In the coming years, I am counting as much on the exchange with my colleagues of the administrative management of other universities, as I am counting on the exchange with my former CIO colleagues with whom I still have privileged contacts to make progress on Switch's strategic issues.
What are you particularly looking forward to in your new role?
I am particularly pleased to be able to commit myself to a foundation with a truly national profile. Switch is the foundation of the universities, the university cantons, and the Swiss Confederation. That's no mean feat. As an employee of a cantonal university, I'm delighted that Switch gives me a broad overview of Switzerland as a whole, with contacts from every region.
Where do you see the biggest challenge for Switch in the coming years?
As a result of the turbulence mentioned before, Switch is likely to face a series of interconnected challenges in the years ahead. It is difficult at this stage to single out just one biggest challenge at the expense of the others. That said, if I have to mention one particular concern, it is the possible financial deterioration of higher education institutions. If university budgets stagnate or decline in the coming years, Switch will have to be careful not to allow itself to be drawn into a negative spiral, but on the contrary to strengthen its ability to listen, to be creative and to convince in order to offer services that make the most of the new potential synergies in the digital domain.
Do you already have an idea of how you want to approach it?
We will pay particular attention to this issue when developing the next Switch strategy "Strategy 2025+", the timing of which looks favourable with work due to start at the beginning of 2024.
In your opinion, what makes Switch unique?
I have a great deal of respect for the founders of Switch, the federal government and the eight university cantons at the time, who, in 1987, had a very clear vision of what they were aiming to achieve with this foundation. The proof of this is that, despite a technological environment that has changed completely over the last 36 years, the purpose defined in the deed of foundation is still very clear and relevant today.

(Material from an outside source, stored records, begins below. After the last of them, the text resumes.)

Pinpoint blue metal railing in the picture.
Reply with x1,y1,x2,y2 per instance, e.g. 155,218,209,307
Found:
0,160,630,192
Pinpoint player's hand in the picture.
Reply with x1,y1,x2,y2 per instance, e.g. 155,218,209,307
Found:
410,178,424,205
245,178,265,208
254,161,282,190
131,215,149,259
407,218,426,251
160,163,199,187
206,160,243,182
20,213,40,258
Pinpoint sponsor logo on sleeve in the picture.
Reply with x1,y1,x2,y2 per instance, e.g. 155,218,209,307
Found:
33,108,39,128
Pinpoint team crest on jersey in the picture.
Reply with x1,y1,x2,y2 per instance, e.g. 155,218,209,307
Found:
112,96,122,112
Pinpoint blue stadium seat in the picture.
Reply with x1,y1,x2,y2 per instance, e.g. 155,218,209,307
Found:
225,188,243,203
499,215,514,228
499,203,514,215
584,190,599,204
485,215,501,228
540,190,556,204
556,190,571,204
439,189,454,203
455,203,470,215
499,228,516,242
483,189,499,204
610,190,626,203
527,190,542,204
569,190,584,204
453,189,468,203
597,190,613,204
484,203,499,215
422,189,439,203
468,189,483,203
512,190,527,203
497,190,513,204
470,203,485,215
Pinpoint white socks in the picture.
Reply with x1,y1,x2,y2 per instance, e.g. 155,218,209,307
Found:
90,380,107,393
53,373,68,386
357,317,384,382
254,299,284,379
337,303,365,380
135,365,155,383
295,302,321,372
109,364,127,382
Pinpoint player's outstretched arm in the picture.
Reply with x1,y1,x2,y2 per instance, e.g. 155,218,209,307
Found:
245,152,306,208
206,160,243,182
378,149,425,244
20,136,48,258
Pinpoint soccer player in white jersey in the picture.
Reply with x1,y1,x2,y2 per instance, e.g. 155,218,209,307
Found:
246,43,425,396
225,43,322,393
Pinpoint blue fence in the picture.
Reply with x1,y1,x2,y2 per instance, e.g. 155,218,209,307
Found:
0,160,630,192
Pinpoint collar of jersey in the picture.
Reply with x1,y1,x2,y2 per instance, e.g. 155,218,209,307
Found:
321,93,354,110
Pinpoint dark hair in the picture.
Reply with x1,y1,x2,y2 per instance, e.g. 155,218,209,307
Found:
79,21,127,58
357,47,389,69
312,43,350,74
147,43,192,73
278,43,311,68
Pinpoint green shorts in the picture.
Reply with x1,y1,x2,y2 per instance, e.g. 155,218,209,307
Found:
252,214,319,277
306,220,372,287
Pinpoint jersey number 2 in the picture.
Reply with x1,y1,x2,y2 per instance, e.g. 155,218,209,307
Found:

In my view, Switch's strong, long-term, nationwide anchoring of the Switch foundation gives it an absolutely unique character in its endeavour to continue ‘to create, promote and offer the necessary basis for the effective use of modern methods of telecomputing in teaching and research in Switzerland, to be involved in and to support such methods’. (Editor's note: Excerpt from the deed of foundation.)
How should Switch exploit this uniqueness even further in the future?
At an internal Switch event recently, I told the Switchies that before I began my studies at university, I did my A-levels at a college founded in Fribourg in 1582. Its motto is still a quote from the Latin poet Ovid: ‘Laudamus veteres sed nostris utimur annis’, which can be translated as ‘We praise the good old times, but we live today.
I would argue – with a little poetic imagination – that this motto also applies to Switch, to allow it to further exploit what makes it unique. On the one hand, ‘We praise the good old times’ means that we remember where we came from, that we celebrate our roots, that we respect our foundations, including the skills for which Switch has always been renowned and still is today. This primarily includes the areas of cyber security, digital identity, research network and registry.
On the other hand, ‘but we live today’ means that Switch must continue to develop new skills, building on its foundations, to adapt to the new challenges we talked about earlier. With this in mind, Switch is now also involved in cloud services and legal and procurement issues.
If Switch succeeds in aligning its strategy with these principles, I am convinced that the foundation will build a successful future for itself and its community.
Dear Alexandre, thank you very much for this interview.